Rookie dell’Anno o no? – Se c’è un futuro che si declina in chiave Draft, ce n’è un altro che per il n°21 dei Sixers porta alla domanda ora sulla bocca di tutti: con sole 31 gare disputate in stagione, mai utilizzato oltre i 30 minuti a sera (25.4 di media), Joel Embiid ha fatto abbastanza per meritarsi il premio di Rookie dell’Anno 2016-17? Il campo direbbe chiaramente di sì, come testimoniano le cifre più immediate – oltre i 20 punti, quasi 8 rimbalzi e 2.5 stoppate a sera, vicino al 47% dal campo e al 37% da tre punti – ma anche qualche dato statistico più avanzato. Con lui sul parquet, ad esempio, il defensive rating dei Sixers è il migliore di squadra, con solo 99.1 punti subiti ogni 100 possessi (contro i 108.4 incassati dalla squadra senza il proprio centro in campo) ma l’importanza di Embiid per Philly è enorme anche in attacco, dove il suo usage rate (ovvero la percentuale di possessi in cui viene coinvolto) è addirittura del 36.1%, dietro solo a quella di Russell Westbrook e DeMarcus Cousins (Sacramento edition) in tutta la lega. A portar voti alla sua causa anche una classe di matricole che – tolto il suo compagno di squadra Simmons, mai sceso in campo – non offre certo tantissima competizione. Sono infatti quelli di un altro Sixer come Dario Saric o della sorpresa Malcolm Brogdon a Milwaukee i nomi più papabili come alternative a Embiid al premio di matricola dell’anno, ma appare difficile che i giornalisti chiamati a esprimersi a fine anno possano preferire il croato (11.3 punti di media col 40% dal campo) o la riserva dei Bucks (solo 13 partenze in quintetto, meno di 10 punti a sera) al centro camerunense di Philadelphia.

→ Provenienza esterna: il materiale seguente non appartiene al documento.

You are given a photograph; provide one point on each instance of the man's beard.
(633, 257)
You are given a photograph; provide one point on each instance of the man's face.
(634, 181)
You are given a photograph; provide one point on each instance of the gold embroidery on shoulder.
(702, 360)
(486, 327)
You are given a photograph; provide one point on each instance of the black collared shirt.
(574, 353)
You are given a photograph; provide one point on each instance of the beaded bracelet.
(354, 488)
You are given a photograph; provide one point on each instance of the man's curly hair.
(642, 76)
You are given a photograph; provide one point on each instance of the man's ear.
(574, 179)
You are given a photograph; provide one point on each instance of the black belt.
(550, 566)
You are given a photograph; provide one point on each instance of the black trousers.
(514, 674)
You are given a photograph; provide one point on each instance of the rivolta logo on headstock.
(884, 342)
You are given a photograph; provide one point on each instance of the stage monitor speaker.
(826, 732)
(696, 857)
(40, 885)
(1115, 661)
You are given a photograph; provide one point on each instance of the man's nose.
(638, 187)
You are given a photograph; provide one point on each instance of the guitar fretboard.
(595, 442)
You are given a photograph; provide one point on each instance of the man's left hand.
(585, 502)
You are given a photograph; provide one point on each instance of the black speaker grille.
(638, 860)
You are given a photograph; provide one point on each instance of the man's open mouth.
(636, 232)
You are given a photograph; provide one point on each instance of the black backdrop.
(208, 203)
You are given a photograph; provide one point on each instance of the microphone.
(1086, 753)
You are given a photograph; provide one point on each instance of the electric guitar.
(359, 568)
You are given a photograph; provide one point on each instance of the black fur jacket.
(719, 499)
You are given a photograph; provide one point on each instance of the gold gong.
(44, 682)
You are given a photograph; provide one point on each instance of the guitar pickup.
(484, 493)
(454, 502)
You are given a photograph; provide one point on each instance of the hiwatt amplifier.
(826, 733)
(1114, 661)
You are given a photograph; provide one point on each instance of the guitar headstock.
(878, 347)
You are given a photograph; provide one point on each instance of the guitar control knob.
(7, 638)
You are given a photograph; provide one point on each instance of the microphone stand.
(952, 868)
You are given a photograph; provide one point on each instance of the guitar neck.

Cosa dice la storia – Certo, affidare un premio stagionale a un giocatore sceso in campo in solo 31 delle 82 partite previste, per un totale di 786 minuti, può far storcere il naso a qualcuno. Embiid, infatti, può vantare sostanzialmente la metà dei minuti collezionati in campo da Kyrie Irving nel 2011-12 (1.558), dato che ha fatto della point guard dei Cavs il Rookie dell’Anno a oggi meno utilizzato nella storia della NBA. Solo tre giocatori hanno ottenuto queste riconoscimento restando sotto i duemila minuti giocati in stagione – oltre a Irving, anche Vince Carter nel 1999 e Patrick Ewing nel 1986 – ma ognuno di loro aveva comunque toccato le 50 presenze (contro le solo 31 di Embiid) e due di essi lo hanno fatto in stagioni accorciate dal lockout. L’impressione però è che – anche in assenza di competizione – al nome dell’ex prodotto di Kansas University non ci siano proprio alternative adeguate, per cui a fine stagione sarà il n° 21 dei Sixers ad alzare il trofeo di Rookie dell’Anno NBA.